Mary Gruenewald moved to the island with her family when she was 2. Looking back at her years as a teen, she said she expects that growing up in Seattle was likely more exciting than growing up on Vashon. But she recalls Vashon High School as a wonderful place, where she enjoyed her teachers and fellow students. Her brother, Yoneichi, was two years older and an accomplished student, who was on the football team and a member of the student government; he graduated as the salutatorian.

“I coasted in on my brother’s reputation,” Mary Gruenewald said.

In her book “Looking Like the Enemy” about her family’s incarceration, she recalls her childhood on the island as one of innocence and pleasure — until it all changed.

“My parents chose to raise their family in order to protect us from the corrupting influences of modern life. But nothing could protect us from the events following December 7, 1941, the day Pearl Harbor was bombed,” she wrote.

Just months later — when Gruenewald was 17 — all the Japanese American families were forced to leave the island and were taken by train to the Tule Lake Concentration Camp in California. It would be three years before they were all free.

She recalls that before they were removed from Vashon, a neighbor went to Seattle and bought the family eight suitcases at Sears and Roebuck.

“Into that, we had to pack what we might need for an indefinite period of time,” she said. “I snuck in a small radio, shoes, pants, whatever I thought I might need. That was very, very difficult. What do you take when you do not know where you are going, what the climate is, how long you will be gone and if you will be coming back?”

Conditions in camp were harsh, and students attended bare-bones schools. Gruenewald says she recalls sitting on hard benches in the school room, with no textbooks for the students, paper or pencils.

Island historian Bruce Haulman said that school districts were responsible for providing instruction to children and teens at the concentration camps in their jurisdictions. Gruenewald, in fact, received a diploma from California’s Tri-State High School on July 16, 1943. She later wrote about that time.

“My classmates and I dressed up in caps and gowns and sat on benches lined up in front of the outdoor stage.

“If we had been living at home, we would have been looking forward to all kinds of exciting future possibilities: going off to college, getting jobs, working independently, getting married or traveling to foreign countries, just to mention a few. Despite the oppressive situation, we chose our class theme: ‘Today We Follow… Tomorrow We Lead.’”

Despite the bleak conditions of the school and the prejudices of the time, Gruenewald’s English teacher, a white man, saw her promise and encouraged her to apply for a scholarship to continue her education. She followed his advice and received a scholarship — a collection of money given by fellow Japanese Americans at the camp. She felt privileged to receive the funds.

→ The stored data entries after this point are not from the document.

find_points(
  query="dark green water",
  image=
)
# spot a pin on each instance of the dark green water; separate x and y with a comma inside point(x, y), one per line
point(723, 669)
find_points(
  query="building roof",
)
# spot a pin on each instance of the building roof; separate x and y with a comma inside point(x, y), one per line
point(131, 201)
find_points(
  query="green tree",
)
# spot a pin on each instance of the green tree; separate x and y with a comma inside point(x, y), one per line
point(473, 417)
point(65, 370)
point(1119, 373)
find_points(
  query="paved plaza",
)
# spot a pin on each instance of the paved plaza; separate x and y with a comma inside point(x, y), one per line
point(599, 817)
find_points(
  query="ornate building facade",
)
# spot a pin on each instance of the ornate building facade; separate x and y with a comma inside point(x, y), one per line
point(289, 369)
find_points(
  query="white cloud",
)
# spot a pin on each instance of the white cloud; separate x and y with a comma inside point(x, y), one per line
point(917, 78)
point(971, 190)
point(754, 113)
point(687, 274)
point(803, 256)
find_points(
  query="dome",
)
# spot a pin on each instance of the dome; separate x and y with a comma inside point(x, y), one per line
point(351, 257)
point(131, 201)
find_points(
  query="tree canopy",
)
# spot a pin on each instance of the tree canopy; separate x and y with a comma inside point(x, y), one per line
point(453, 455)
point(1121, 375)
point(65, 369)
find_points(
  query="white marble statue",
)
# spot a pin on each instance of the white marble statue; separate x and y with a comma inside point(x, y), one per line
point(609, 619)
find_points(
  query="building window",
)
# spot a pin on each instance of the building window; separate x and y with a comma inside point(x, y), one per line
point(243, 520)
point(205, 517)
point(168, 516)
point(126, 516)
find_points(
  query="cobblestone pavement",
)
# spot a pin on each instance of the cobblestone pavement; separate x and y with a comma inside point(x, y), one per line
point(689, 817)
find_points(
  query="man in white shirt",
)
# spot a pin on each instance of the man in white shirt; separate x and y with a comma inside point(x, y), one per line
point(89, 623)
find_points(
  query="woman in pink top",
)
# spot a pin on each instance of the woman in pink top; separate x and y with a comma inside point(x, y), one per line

“We were all destitute,” she said. “I do not remember how much it was, but it seemed like an extraordinary amount of money.”

Having worked as a nurse’s aid in the camp hospital, Gruenewald thought she might be interested in nursing and learned that the federal government would pay for her training in the United States Cadet Nurse Corps. She applied and was accepted into the program and for training at Jane Lamb Memorial Hospital in Clinton, Iowa, where her nursing education took place. With acceptance into a military program, Gruenewald was able to leave camp — by this time, Heart Mountain Internment Camp in Wyoming, and her parents moved to the Minidoka Relocation Center in Idaho to be close to friends nearby. From there, Gruenewald traveled by train to Iowa. It was the first time she had ever been away from her family. She was 18.

“Here I am a kid off a strawberry farm from Vashon, taking a train to Chicago,” she said, recalling the trip.

Gruenewald said last week that her training there, over a period of three years, was excellent.

She went on to have a long career as a nurse. Ray Gruenewald noted that she also later attended college and earned her four-year degree in 1980 from Seattle Pacific University. But what was to have come first — a diploma from Vashon High School — had eluded her until now.

“It is a big, big deal,” she said. “It is something I have wanted and couldn’t have for many, many years.”